Month: August 2019
This article was written by our summer archives technician, Jazmine Aldrich.
“It all began way back on December 21st 1935,” wrote Henrietta Kathleen Warren – or as many knew her, Kay – in her travel journal. The young Montrealer was eager to be on her way. “I had spent the day before in a feverish rush – as is usual. I’d left too much until the end – consequently it was 1:00am when I got to sleep.” Kay’s last-minute preparations nearly eighty-four years ago are a timeless echo of many travelers’ experiences today; her travels, however, were far from ordinary for the period.
In this account, Kay recalls her experiences travelling in Algeria. She departed from the Lycée des Jeunes Filles de Nîmes in France where she had begun work in the autumn of 1935; she was acting as a teaching assistant in English conversation in exchange for room and board. A graduate of McGill’s Royal Victoria College in Classical Studies and Education, she found the perfect opportunity to teach in Nîmes while simultaneously exploring the traces of Antiquity tucked away in the former Roman world.
From her locus in the South of France, she seized any opportunity to explore the country on day-trips and holidays. She travelled through Paris and watched “La Corrida” – Spanish-style bull fighting – in Nîmes. She also travelled through Cannes, Nice, Carcassonne, Gard, Grenoble, Versailles, and elsewhere in France. Based on her photographs and souvenirs, it seems as though her love of antiquity drew her to every ruin of the Classical world that she could reach, in France and abroad.

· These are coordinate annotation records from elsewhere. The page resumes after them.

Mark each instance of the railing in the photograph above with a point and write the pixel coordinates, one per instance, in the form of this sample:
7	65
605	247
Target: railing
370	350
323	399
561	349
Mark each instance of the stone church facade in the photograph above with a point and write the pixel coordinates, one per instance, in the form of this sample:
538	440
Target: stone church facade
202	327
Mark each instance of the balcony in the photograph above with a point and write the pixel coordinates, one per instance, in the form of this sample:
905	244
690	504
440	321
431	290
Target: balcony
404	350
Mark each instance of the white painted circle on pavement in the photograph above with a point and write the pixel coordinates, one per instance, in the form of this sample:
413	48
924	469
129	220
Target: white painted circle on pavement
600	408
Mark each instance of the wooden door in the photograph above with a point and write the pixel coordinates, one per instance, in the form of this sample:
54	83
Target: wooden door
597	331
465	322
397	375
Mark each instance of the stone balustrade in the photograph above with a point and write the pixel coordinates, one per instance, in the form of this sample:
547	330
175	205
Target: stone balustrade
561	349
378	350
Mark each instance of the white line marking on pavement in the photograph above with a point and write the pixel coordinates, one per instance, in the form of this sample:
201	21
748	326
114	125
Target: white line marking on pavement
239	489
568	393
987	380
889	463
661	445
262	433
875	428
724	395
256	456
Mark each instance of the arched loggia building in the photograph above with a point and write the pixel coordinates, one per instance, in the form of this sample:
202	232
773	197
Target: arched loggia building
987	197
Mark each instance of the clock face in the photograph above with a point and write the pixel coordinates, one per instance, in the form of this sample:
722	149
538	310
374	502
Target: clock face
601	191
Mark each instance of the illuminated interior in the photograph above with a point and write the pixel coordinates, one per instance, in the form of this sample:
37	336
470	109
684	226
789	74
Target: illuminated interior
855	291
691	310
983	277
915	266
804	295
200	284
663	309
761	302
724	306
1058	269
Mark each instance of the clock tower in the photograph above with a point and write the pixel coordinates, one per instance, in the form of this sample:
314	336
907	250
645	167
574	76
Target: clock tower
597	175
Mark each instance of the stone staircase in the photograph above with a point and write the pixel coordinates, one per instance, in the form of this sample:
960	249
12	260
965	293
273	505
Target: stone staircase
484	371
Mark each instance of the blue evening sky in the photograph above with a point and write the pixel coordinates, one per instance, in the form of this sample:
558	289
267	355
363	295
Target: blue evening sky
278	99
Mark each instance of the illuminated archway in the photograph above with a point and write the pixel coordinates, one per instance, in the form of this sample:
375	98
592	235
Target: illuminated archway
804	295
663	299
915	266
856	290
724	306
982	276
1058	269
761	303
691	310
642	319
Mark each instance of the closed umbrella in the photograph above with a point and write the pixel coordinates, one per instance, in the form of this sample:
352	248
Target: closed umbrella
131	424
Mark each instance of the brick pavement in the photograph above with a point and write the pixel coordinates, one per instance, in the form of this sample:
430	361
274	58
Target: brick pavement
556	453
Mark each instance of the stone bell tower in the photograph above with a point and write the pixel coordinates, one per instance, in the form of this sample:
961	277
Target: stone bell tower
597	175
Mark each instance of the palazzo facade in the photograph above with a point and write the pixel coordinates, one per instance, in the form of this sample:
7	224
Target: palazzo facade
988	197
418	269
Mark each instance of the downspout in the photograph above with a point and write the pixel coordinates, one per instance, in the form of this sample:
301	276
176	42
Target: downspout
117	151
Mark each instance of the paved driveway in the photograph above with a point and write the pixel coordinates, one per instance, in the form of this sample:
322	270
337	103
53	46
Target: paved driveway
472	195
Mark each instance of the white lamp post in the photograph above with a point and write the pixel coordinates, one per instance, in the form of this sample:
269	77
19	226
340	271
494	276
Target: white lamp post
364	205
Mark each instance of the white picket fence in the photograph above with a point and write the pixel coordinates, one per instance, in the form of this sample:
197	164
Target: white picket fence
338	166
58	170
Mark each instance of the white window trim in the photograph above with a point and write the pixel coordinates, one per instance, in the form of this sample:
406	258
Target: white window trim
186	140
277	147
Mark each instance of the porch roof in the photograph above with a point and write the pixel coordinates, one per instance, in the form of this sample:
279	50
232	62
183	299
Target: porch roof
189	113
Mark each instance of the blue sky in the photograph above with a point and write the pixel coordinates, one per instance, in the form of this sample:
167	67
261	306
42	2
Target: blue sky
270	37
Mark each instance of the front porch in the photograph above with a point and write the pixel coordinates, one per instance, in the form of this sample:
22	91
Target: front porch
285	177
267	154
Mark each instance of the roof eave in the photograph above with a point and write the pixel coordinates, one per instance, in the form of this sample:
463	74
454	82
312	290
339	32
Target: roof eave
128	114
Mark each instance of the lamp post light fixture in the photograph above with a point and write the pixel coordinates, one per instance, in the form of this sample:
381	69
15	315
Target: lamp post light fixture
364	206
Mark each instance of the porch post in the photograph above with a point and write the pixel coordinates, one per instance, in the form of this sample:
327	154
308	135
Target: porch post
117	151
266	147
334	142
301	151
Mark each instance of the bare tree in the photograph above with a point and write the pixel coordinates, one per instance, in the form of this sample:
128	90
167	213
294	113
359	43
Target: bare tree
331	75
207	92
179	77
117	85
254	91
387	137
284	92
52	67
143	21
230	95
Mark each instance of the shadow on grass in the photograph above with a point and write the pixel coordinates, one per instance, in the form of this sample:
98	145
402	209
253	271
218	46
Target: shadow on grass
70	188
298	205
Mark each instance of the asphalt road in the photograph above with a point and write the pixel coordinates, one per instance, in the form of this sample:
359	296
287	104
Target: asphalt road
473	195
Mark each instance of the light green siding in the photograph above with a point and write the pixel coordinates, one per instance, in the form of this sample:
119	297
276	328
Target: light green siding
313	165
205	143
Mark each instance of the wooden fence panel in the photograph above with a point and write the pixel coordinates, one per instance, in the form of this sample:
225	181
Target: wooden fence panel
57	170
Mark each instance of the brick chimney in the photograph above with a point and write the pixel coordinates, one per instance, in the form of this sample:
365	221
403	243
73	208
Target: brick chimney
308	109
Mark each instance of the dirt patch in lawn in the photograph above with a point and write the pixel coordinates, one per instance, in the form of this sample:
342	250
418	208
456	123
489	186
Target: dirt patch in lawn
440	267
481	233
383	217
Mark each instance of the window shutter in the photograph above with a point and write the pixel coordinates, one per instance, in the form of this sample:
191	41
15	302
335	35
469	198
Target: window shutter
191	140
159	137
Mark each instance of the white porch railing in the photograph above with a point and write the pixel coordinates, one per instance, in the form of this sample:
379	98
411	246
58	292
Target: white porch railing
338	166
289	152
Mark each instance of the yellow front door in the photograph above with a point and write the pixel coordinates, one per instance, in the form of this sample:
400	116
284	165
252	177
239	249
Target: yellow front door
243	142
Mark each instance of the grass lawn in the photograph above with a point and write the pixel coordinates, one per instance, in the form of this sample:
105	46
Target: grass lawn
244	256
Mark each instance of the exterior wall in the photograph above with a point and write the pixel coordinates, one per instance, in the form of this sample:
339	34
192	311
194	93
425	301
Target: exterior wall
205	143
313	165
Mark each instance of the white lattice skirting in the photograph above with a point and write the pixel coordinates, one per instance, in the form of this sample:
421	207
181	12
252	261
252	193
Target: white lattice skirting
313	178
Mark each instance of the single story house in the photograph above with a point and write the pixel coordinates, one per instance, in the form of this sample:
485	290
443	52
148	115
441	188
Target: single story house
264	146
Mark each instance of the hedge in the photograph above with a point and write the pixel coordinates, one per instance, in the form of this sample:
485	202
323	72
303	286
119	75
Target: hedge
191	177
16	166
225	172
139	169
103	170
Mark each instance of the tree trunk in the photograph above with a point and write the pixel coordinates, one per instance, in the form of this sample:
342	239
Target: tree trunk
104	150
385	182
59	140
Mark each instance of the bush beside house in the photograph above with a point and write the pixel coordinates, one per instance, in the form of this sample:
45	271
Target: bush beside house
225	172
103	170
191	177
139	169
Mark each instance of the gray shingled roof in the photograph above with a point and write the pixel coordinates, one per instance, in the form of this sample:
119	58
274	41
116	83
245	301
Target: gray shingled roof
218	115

In Italy, she visited Rome, Venice, Pisa, Naples, Genoa, Milan, and Capri. She made a trip through Algeria, and visited Monaco, the United Kingdom, Switzerland, the Netherlands, Belgium, Denmark, Germany, Austria, and what was formerly Czechoslovakia. Little did she know that in a few short years, one of the bloodiest conflicts in human history would decimate many of the beautiful cities and marvelous old-world countryside that she was discovering.

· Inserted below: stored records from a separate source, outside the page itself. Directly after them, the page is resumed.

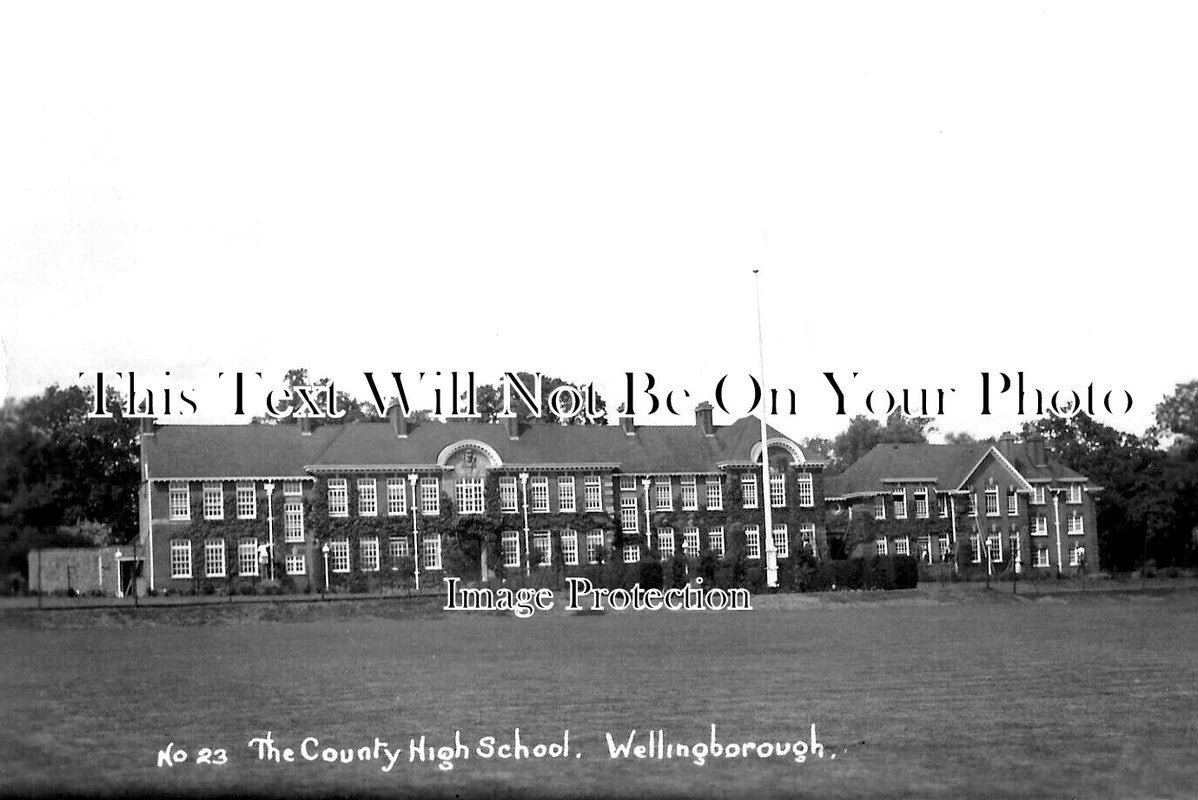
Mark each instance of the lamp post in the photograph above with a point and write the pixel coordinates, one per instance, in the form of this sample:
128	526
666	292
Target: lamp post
270	523
770	550
524	492
416	538
324	551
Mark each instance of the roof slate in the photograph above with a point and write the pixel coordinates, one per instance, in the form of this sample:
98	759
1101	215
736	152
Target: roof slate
277	450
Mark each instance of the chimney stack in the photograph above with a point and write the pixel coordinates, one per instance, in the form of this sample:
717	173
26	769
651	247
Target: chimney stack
1036	447
625	422
398	419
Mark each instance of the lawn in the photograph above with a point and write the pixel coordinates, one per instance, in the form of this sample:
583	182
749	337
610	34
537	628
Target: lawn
1089	695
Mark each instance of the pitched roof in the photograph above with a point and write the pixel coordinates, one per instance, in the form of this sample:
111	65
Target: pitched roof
948	465
277	450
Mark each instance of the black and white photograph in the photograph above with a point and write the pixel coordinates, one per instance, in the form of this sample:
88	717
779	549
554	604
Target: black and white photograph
586	400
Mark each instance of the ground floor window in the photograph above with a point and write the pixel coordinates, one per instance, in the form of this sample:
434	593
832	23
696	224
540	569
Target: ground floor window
213	557
180	558
430	552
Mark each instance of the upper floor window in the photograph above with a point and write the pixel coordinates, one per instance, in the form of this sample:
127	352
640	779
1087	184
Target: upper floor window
538	490
509	499
806	490
992	501
749	490
180	501
368	497
776	489
664	494
593	494
714	494
567	501
920	503
338	497
397	497
470	496
430	496
213	501
689	494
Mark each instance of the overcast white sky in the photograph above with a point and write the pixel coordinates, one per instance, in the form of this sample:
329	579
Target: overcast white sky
930	189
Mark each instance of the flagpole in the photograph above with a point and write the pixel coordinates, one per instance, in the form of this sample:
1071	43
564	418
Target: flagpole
770	550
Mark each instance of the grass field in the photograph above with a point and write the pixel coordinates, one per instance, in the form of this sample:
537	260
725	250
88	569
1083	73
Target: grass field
917	696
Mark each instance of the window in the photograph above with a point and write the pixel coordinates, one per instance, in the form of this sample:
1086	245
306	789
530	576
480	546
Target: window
664	494
806	490
749	490
510	543
398	547
469	492
213	501
752	541
665	543
180	501
570	547
247	501
776	488
539	494
430	496
247	556
781	541
213	557
567	501
543	543
689	494
594	543
808	537
292	521
992	501
690	543
714	495
430	551
368	553
629	517
339	556
397	497
338	497
920	496
180	558
509	501
592	489
368	497
715	540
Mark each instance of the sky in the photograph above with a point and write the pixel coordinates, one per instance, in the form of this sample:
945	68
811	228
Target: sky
930	191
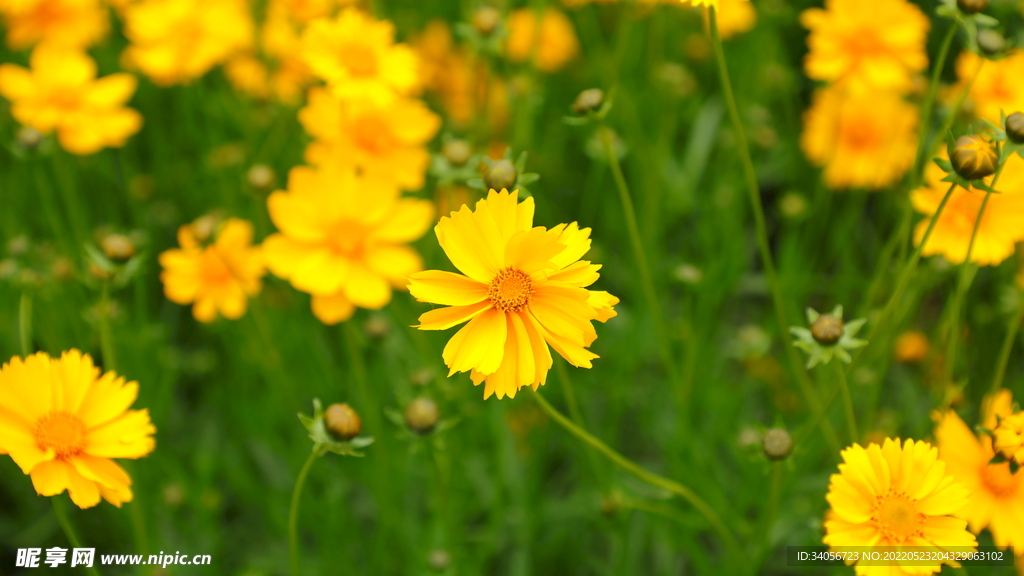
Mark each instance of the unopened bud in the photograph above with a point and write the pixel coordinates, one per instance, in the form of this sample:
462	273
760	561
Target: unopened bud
342	421
777	444
421	415
827	329
589	100
974	158
501	175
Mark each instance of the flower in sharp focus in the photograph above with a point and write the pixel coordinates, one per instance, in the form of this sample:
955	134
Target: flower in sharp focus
77	24
1000	228
176	41
828	336
873	44
996	500
524	288
215	279
384	139
62	421
357	56
861	139
343	238
552	48
893	495
61	93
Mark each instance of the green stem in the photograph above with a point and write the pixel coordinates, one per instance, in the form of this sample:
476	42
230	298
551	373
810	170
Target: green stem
25	323
629	465
61	512
754	193
293	511
646	282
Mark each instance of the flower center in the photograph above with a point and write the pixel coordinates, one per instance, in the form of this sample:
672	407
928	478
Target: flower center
61	432
999	482
897	518
510	290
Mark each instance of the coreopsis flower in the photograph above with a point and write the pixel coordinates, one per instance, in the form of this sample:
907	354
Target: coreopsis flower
997	86
76	24
521	288
550	49
344	238
218	278
62	422
1000	228
996	500
862	139
875	44
893	495
176	41
356	54
384	138
60	93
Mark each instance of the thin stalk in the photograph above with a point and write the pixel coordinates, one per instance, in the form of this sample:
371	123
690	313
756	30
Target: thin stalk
69	530
25	323
629	465
754	193
646	282
293	511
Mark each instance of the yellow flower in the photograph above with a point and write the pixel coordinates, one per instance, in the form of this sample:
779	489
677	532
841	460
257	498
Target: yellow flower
61	93
894	495
77	24
357	56
343	238
862	139
176	41
523	289
1009	440
866	43
552	48
215	279
1000	228
386	139
62	422
996	498
999	84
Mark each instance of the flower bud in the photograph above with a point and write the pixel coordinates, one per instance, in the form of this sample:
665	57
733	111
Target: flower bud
972	6
827	329
974	158
777	444
501	175
342	421
589	100
457	152
421	415
1015	127
485	19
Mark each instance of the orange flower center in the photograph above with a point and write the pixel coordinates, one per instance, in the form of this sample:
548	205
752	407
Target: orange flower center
897	518
61	432
997	480
358	59
510	290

Kay’s wanderlust in her twenties prepared her for a remarkable life as a wife, mother, and dedicated community member. In 1936, she returned to Canada to teach at Miss Edgar and Miss Cramp’s School in Westmount. She married Harry Milne in 1941 and following the Second World War, they settled in Magog to raise their two daughters, Catherine and Jean. Though the rest of her life is typically associated with her extensive community involvement, the travel bug would stay with Kay for the rest of her life: she visited Denmark in 1970 and England in 1977, among other trips within Canada and abroad. She preserved the memories of her travels in the postcards, journals, letters, brochures, and photographs, which now make up part of the Henrietta Kathleen Warren Milne collection at the Eastern Townships Resource Centre.